On ne vaincra pas le terrorisme au Sahel par les armes, mais par le dialogue avec ceux qui sont relativement fréquentables. C’est ce que démontre en tout cas le Lieutenant de vaisseau, Louis Saillans auteur du livre «Chef de Guerre». Dans «Opération Barkhane, ce que l’on sent, c’est le vent de la mort» (France 2), il pose de nombreuses questions pertinentes. «Pourquoi on ne gagne pas ? Moi, c’est la question qui m’habite. On maîtrise le Sahel et on fait cela dans les conditions qui sont justes. Maintenant pourquoi ils (jihadiste/terroristes) continuent à croître ? Qu’est-ce qui fait qu’on ne parvient pas à les arrêter ?».

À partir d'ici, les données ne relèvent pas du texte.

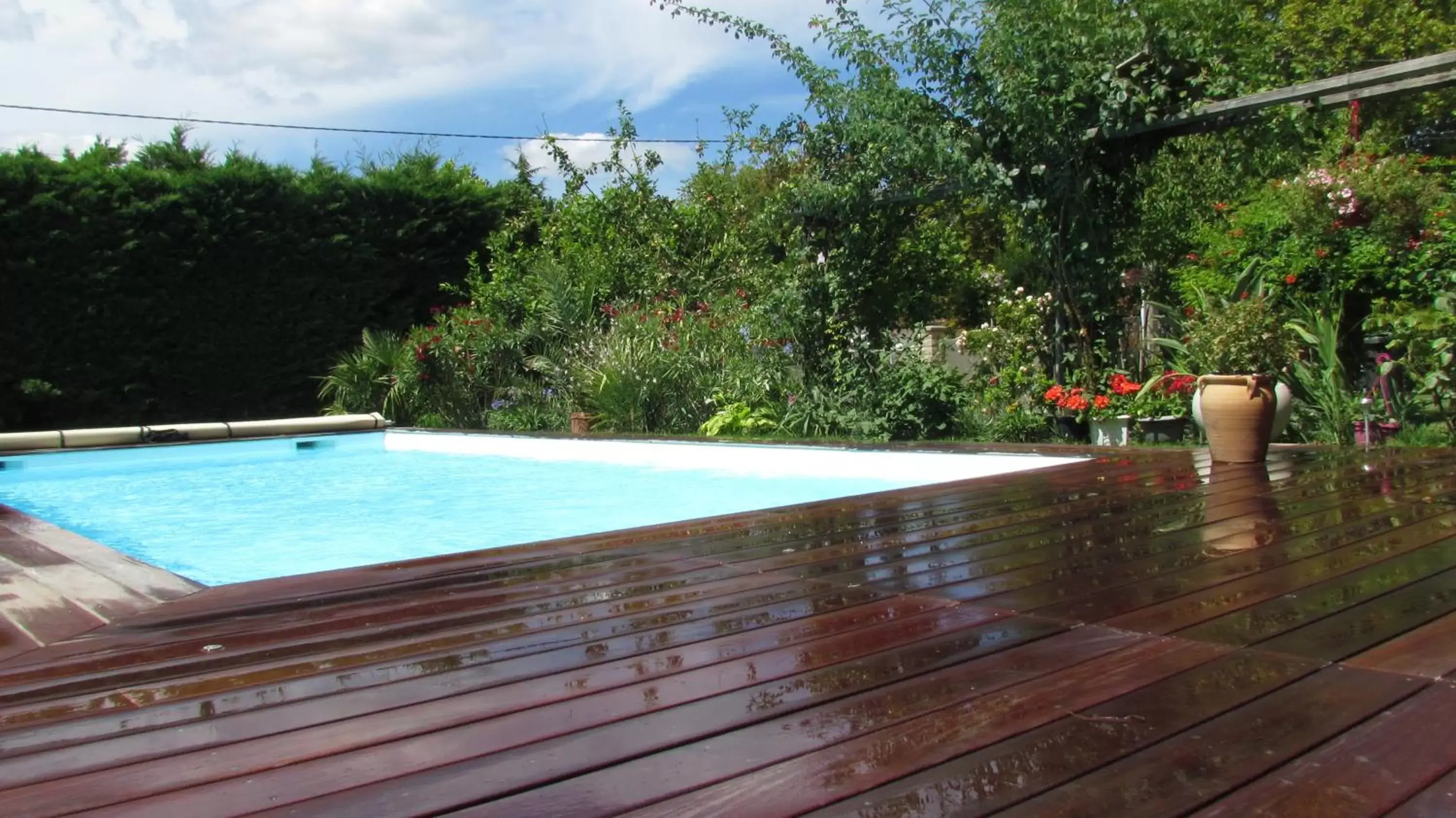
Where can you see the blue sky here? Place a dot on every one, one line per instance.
(474, 66)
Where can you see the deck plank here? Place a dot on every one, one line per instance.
(1436, 801)
(490, 759)
(1042, 759)
(1206, 762)
(401, 711)
(1143, 634)
(848, 763)
(1365, 772)
(1427, 651)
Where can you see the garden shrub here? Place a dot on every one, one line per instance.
(175, 289)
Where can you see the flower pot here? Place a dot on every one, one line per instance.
(1111, 431)
(580, 423)
(1162, 430)
(1283, 407)
(1376, 433)
(1238, 414)
(1071, 428)
(1248, 517)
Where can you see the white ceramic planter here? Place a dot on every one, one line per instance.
(1283, 407)
(1113, 431)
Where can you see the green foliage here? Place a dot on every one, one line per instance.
(1365, 225)
(180, 289)
(657, 369)
(1426, 343)
(883, 393)
(1321, 380)
(1244, 337)
(740, 420)
(375, 377)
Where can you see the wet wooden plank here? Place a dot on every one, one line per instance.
(298, 731)
(1267, 621)
(375, 610)
(1206, 762)
(1365, 772)
(25, 552)
(40, 610)
(1261, 583)
(1427, 651)
(1372, 623)
(696, 775)
(185, 653)
(265, 685)
(1436, 801)
(143, 580)
(836, 514)
(1039, 760)
(105, 671)
(1229, 533)
(1196, 543)
(394, 616)
(490, 757)
(15, 639)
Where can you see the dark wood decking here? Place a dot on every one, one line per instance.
(1138, 635)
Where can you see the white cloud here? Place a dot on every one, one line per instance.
(678, 159)
(328, 60)
(49, 142)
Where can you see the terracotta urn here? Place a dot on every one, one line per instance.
(580, 423)
(1238, 415)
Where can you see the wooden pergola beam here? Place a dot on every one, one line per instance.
(1397, 78)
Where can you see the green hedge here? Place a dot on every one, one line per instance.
(155, 292)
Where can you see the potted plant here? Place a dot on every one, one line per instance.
(1071, 407)
(1240, 347)
(1162, 407)
(1111, 411)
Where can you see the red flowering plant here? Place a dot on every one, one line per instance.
(1117, 399)
(1165, 396)
(1074, 402)
(1362, 223)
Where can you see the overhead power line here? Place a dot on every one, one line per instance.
(337, 130)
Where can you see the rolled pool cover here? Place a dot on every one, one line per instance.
(177, 433)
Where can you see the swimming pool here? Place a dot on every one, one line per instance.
(235, 511)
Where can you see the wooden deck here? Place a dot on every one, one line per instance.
(1133, 637)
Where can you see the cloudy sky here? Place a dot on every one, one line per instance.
(461, 66)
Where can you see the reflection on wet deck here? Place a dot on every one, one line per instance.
(1136, 635)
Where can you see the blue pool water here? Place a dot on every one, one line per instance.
(251, 510)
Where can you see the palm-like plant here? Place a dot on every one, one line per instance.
(379, 376)
(1321, 380)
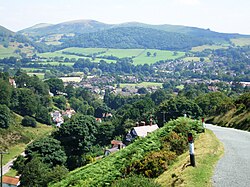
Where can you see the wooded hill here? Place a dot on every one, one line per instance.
(90, 33)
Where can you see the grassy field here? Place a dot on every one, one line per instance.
(208, 150)
(160, 55)
(7, 52)
(212, 47)
(58, 63)
(39, 75)
(241, 41)
(142, 84)
(84, 51)
(139, 55)
(195, 59)
(71, 79)
(8, 136)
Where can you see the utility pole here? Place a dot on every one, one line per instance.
(2, 167)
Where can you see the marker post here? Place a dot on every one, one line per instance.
(191, 149)
(203, 124)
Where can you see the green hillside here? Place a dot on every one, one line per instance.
(133, 37)
(149, 156)
(16, 137)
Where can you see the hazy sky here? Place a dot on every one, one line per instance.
(219, 15)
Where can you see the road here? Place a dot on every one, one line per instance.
(233, 169)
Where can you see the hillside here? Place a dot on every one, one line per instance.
(148, 156)
(16, 137)
(93, 31)
(133, 37)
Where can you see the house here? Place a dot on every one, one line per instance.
(116, 146)
(140, 131)
(12, 82)
(10, 181)
(68, 113)
(57, 118)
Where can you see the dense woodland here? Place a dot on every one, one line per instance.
(81, 138)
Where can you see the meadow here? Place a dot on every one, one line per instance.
(142, 84)
(241, 41)
(212, 47)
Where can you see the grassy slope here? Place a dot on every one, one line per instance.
(212, 47)
(142, 84)
(241, 41)
(208, 150)
(16, 137)
(233, 119)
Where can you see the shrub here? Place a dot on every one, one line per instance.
(28, 121)
(135, 181)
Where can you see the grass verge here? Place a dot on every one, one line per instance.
(208, 150)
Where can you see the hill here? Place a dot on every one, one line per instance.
(148, 156)
(16, 137)
(133, 37)
(88, 26)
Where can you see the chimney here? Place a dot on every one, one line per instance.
(151, 121)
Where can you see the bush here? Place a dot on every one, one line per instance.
(28, 121)
(135, 181)
(153, 150)
(4, 116)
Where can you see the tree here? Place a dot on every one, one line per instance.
(5, 92)
(27, 102)
(19, 164)
(60, 102)
(35, 174)
(55, 85)
(78, 134)
(177, 107)
(28, 121)
(42, 115)
(4, 116)
(142, 90)
(49, 149)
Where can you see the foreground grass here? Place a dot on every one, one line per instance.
(24, 134)
(208, 150)
(142, 84)
(241, 41)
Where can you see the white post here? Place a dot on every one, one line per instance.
(191, 149)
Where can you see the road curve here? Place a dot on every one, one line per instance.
(233, 169)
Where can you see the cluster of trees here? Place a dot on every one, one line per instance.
(133, 37)
(30, 98)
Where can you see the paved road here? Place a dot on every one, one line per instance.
(233, 169)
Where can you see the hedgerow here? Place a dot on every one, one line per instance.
(149, 156)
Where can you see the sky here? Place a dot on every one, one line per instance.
(229, 16)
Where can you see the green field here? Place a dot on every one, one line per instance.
(39, 75)
(212, 47)
(160, 55)
(139, 55)
(7, 52)
(241, 41)
(84, 51)
(195, 59)
(58, 63)
(142, 84)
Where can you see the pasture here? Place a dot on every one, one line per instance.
(142, 84)
(7, 52)
(195, 59)
(241, 41)
(212, 47)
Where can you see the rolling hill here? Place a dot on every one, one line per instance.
(87, 26)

Et de répondre, en rejoignant Aminata Dramane Traoré, «un camarde sur le front me disait l’autre jour : on en élimine un et ce sont dix qui sortent. C’est dire qu’à un moment, il faut arrêter de croire que c’est par les armes qu’on va les avoir. Il faut engager des idées et leur proposer quelque chose qui les fasse rêver» ! L’une de ses idées peut être l’ouverture du dialogue avec Iyad Ag Ghali, Amadou Koufa et tous ceux qui peuvent être ramenés dans le giron de la République. Et cela malgré l’opposition de l’Elysée.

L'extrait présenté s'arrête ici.